Probably the most Boards Of Canada sounding album that Boards Of Canada have released. “But wait,” you cry after flipping your TV dinner tray and knocking over a lamp with that flowery canopy and tassels hanging like a droopy hippie, “how can that be? Music Has The Right To Children is their best album for all eternity!” Hey, I ain’t taking that away, though I’m certain a number of folks figure The Campfire Headphase a better album than Musical Children. Hell, there’s probably a few odd sorts that rank Geogaddi’s ultra-cryptic
Thing about the Big Three of Boards Of Canada’s discography is they each had their own, distinct sound. For sure there’s the BoC sonic markers you’ll hear in every one of their records (trip-hop beats, analog synth tones, ‘70s fuzz), but one can still instantly tell which album’s playing: Musical Children has the nostalgic playful innocence, Geogaddi the harsh experimentation, and Campfire Headphase the acoustic shoegaze pieces. Tomorrow’s Harvest has no such signifiers of instant identification; in fact, one could claim its lack of a recognizable theme is this album’s primary theme, but that’s rather stupid. Misters Sandison and Eoin most definitely had a theme in mind for this album, one that still paid homage to the ‘70s sounds they grew up listening to. For having relived the children’s documentaries and trips out to the countryside, Boards Of Canada felt time to grow up and explore the desolate futures so many sci-fi films of the era dealt with. Cold War babies didn’t have much hope for our present times, did they?

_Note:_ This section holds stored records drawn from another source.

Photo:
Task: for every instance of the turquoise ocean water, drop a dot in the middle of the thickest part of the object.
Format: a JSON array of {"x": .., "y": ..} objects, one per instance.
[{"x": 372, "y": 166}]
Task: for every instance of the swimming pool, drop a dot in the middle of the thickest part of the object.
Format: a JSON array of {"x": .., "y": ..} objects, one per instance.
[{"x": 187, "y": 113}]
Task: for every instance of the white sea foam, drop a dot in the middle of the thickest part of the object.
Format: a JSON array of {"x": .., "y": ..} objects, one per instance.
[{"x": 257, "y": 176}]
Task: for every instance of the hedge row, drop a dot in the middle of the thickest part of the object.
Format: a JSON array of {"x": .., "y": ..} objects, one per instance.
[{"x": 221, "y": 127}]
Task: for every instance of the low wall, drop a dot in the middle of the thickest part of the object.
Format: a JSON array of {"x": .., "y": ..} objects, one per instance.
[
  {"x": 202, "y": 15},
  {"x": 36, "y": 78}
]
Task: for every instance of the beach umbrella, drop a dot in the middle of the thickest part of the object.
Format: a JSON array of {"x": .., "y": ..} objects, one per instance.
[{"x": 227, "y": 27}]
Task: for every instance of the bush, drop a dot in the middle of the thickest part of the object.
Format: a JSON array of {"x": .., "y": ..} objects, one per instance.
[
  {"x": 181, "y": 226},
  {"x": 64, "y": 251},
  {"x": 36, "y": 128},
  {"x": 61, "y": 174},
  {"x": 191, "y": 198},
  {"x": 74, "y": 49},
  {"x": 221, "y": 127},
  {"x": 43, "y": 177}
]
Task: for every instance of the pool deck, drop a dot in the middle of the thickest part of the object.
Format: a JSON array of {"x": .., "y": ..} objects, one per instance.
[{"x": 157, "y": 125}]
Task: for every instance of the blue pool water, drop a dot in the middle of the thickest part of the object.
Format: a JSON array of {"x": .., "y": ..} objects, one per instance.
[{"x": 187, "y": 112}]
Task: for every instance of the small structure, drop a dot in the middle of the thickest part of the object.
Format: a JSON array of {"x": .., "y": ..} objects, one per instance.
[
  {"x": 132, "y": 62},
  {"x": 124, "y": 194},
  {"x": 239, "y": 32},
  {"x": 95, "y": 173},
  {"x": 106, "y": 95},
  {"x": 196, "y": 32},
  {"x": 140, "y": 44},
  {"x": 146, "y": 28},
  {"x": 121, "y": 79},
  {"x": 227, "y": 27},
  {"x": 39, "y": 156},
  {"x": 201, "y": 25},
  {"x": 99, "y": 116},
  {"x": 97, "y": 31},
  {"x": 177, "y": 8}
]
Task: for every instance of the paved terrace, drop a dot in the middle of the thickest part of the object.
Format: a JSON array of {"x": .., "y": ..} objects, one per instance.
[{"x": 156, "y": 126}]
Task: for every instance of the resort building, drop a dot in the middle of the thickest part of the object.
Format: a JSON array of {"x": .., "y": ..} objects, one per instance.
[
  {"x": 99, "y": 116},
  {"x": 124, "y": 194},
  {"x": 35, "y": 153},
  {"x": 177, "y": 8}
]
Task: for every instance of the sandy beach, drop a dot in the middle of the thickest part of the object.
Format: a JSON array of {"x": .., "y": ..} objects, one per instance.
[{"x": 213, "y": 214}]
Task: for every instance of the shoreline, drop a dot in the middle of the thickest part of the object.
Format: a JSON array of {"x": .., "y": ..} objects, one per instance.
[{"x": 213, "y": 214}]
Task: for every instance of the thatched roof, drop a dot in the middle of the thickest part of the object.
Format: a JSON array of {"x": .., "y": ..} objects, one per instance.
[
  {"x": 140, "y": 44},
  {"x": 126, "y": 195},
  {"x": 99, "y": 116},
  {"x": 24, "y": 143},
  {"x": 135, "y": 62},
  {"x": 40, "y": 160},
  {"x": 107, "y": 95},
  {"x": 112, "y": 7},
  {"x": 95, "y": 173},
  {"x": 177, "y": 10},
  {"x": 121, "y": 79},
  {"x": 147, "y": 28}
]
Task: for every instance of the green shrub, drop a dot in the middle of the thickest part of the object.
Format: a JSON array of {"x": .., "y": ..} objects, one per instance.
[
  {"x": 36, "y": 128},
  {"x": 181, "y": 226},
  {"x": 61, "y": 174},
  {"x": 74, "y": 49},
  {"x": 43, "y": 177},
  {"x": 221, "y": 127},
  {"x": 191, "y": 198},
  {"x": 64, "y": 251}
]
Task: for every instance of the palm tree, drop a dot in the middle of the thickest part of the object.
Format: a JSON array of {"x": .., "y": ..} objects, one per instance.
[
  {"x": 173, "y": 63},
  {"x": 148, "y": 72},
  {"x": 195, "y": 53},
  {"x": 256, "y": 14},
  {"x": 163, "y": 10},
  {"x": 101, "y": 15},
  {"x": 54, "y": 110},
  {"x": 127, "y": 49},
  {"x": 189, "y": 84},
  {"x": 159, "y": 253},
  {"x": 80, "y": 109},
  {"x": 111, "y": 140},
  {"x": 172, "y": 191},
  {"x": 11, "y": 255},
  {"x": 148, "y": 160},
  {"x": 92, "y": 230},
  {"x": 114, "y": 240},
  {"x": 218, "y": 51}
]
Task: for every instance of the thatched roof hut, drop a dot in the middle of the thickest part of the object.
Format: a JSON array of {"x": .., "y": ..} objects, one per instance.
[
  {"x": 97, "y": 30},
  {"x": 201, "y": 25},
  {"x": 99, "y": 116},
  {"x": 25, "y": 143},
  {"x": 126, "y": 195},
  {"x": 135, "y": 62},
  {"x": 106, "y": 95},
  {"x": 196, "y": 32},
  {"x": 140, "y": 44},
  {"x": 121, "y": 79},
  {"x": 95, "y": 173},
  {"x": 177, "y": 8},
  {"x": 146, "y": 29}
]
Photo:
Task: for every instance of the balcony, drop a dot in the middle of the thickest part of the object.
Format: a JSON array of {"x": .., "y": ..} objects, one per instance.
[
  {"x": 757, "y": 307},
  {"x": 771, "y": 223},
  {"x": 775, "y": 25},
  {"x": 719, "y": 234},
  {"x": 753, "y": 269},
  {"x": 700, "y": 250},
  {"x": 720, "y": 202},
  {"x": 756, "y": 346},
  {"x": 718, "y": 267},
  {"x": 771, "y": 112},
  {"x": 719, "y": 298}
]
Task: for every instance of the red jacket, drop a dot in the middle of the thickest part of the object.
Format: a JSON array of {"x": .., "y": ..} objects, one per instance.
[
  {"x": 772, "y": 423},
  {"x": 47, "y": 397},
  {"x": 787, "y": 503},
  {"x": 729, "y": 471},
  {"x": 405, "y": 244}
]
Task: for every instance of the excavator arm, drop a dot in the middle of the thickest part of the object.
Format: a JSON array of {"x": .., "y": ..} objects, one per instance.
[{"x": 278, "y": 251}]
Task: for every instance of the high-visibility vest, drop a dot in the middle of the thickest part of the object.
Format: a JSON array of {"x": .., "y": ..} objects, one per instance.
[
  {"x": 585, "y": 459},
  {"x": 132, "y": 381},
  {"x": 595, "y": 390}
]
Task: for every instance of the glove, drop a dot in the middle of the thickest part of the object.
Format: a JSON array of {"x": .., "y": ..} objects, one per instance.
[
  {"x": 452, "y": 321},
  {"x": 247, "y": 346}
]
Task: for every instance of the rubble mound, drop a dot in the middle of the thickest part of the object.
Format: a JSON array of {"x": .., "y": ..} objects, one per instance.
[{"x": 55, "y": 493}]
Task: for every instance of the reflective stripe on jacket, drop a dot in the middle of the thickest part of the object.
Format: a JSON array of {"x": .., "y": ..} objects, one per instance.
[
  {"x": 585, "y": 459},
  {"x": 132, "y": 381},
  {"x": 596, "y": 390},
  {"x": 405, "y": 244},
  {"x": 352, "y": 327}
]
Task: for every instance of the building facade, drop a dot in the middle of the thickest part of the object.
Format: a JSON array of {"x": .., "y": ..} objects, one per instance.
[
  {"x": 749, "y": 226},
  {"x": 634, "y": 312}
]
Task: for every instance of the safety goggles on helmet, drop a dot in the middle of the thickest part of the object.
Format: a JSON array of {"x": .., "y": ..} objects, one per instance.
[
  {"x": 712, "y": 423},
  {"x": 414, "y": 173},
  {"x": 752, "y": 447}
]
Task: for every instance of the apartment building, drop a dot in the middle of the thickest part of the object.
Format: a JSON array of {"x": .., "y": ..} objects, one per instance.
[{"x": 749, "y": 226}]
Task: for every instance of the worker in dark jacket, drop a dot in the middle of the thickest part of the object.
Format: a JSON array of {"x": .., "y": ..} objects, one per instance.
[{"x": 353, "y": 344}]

The start of Tomorrow’s Harvest certainly sells this premise, opener Gemini and third track White Cyclosa the sort of music a Berlin School composer might write for such a film. Lodged between them, Reach For The Dead brings in the Boards’ style of crackly beatcraft and warm synth timbre while adding wide-screen grandeur to their palette, a more cinematic approach to their vintage style. And that’s essentially the bulk of music you’ll find on Tomorrow’s Harvest, tunes less concerned with hauntology than presenting a narrative fitting its theme. There are a few scattered ambient doodles (Uritual, Telepath, Transmisiones Ferox, Collapse), and a couple ‘childhood recollection’ pieces poke their heads out (Nothing Is Real, Cold Earth). For the most part though, Tomorrow’s Harvest sounds like Boards Of Canada stripped down to their raw essence, their music as stark as the barren futurescape that encapsulates their would-be film.
Many who spent years dissecting their other albums were flustered with Tomorrow’s Harvest, unsure what to make of such a modest concept LP. The long gap between albums didn’t help matters, fans filled with much hype and thrill for BoC’s return. Yet it’s almost forgotten now, seldom talked up as folks keep referring back to older records. Guess some remain fixed in the past.